第三話: ゴム弓で射抜く!

「この弓で──」


主税はゴム弓をぎゅい〜んと引きながら、美幸を見つめて言い放った。


「美幸さんの心を──射抜きたいです♪」キラ〰︎ン


「ゴム弓でどうやって射抜くんだよ……」


剛が呆れた|顔で、バッサリとツッコむ。

肩を落としてるようで、ちょっとだけ口元が緩んでる。


「あははははは♪」


美幸が、屈託なく笑う。

その笑い声が、空気を少しだけ和らげた。


剛は真顔に戻って、ぽつりと口を開いた。


「とにかく……まずはゴム弓まともに引けるようになれよ」


「さっきはイラついて、ひでぇ事を言っちまった。申し訳ない‼︎……だが間違ったことは言ってねぇつもりだ。ビシッとしてるし、ちゃんとやれば、お前、意外とモノになるかもしれねぇ。」


「一週間後、ちゃんと出来てたら……次は巻き藁の前で、本物の弓を引かせてやる。良いっすよねぇ⁉︎斉藤先輩!」

親指を立てて笑顔の斉藤主将。


そう言って、少し照れたように視線を逸らしながら、


「……まぁ、頑張れよ」


「剛先輩……意外に……いい人っぽい……⁉︎」

(後輩たちの心の声)


こうして、主税の弓道チャレンジ第一日目は、ドタバタしつつも無事終了した──。


──その日の部活後。


「はぁ〜、汗かいた〜。

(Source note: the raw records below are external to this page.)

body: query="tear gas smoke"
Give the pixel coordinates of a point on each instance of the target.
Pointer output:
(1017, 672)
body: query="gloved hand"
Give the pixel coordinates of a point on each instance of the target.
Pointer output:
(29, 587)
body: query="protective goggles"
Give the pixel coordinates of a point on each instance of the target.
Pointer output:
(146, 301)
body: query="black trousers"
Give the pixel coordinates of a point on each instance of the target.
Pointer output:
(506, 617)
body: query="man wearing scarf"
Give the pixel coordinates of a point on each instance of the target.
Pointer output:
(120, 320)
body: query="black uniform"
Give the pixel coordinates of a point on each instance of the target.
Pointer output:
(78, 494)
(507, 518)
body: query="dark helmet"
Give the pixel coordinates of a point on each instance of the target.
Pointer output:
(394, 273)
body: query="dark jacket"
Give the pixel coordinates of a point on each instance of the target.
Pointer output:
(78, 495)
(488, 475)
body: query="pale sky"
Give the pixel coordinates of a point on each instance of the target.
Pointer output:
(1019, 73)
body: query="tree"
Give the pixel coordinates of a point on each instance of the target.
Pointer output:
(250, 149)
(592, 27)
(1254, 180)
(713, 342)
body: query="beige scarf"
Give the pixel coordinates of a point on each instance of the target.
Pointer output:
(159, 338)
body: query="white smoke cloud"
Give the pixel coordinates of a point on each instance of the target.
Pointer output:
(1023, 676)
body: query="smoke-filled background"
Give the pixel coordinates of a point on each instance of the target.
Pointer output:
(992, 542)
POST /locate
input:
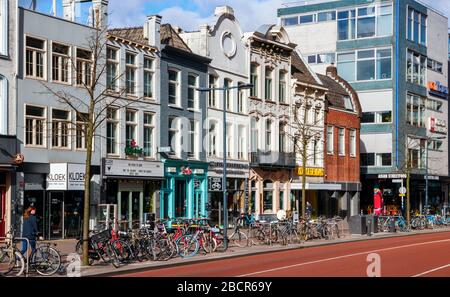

やっぱ制服のまま練習は無茶あったな〜」


汗をぬぐいながら、体育館の二階にある空手道場へと向かう主税。


「あ、行った行った!」

「あいつ空手やってんだよね?」

「全国2位ってホントだったのかな?」


弓道部の数人が、こっそり空手道場の小窓に張り付いて覗くと──


「拳をしっかり水月の位置に来るように!」

「緩急つけて、止める時にだけ力を入れて!はい、もう一回!」


真剣な声が響いていた。


指導するのは──八尋主税。


制服の時とは別人のようにキリッと引き締まった顔つき。

道着姿で、大人たちにも的確にアドバイスを送っていた。


「か、かっこよ……!」

「誰……?あれ……さっきと……同一人物⁉︎」


さらに、見本を見せるその動きはしなやかで、力強くて、美しい。


──そして、始まる組手稽古。


バチバチッ!バシィッ!ドゴッ!


フルコンタクトならではの激しい攻防!

突き!蹴り!受け!返し!


「すげぇ……」

「大人相手にやってんの⁉︎」

「え……なんか……超強くない……?」


あまりの迫力に見とれていると──


「ごめんくださーい♪」


と、道場の入り口に、ひとりの女性が現れた。


上品でキレイで──なんかこう、エレガントなオーラ。


「……!」


その瞬間、まるで“敵の気配”を感じたかのように、マッハで気配を察知した主税!


「京子さんっ!」


バッと振り向き、ズババババッと駆け寄る!


「こちらどうぞ!お席こちら!イス!イスどこっ⁉︎」

「肩こってません⁉︎ほら!肩もみますよっ!」

「お茶出します⁉︎砂糖は1つ派ですよね⁉︎」

「ねぇ、今日のスカートも最高です!」


超高速テンションに切り替わる主税。

まさかのテンションスイッチに、弓道部一同──


『やっぱバカなんだな〜……』


ちょっと尊敬しかけた自分を悔い始める部員たち。


が──ただひとり。


前田美幸だけは、お腹を抱えて涙を流しながら笑っていた。


「ぷっふふ……ははっ、あははは……!」


その笑い声に、道場にいた人々がふと振り返る。


「なんか……」

「八尋くんかぁ……良い子だな、あの子」


主税はまだ気づかない。


彼の“素直さ”が、美幸の心をジワジワと射抜き始めていることに──。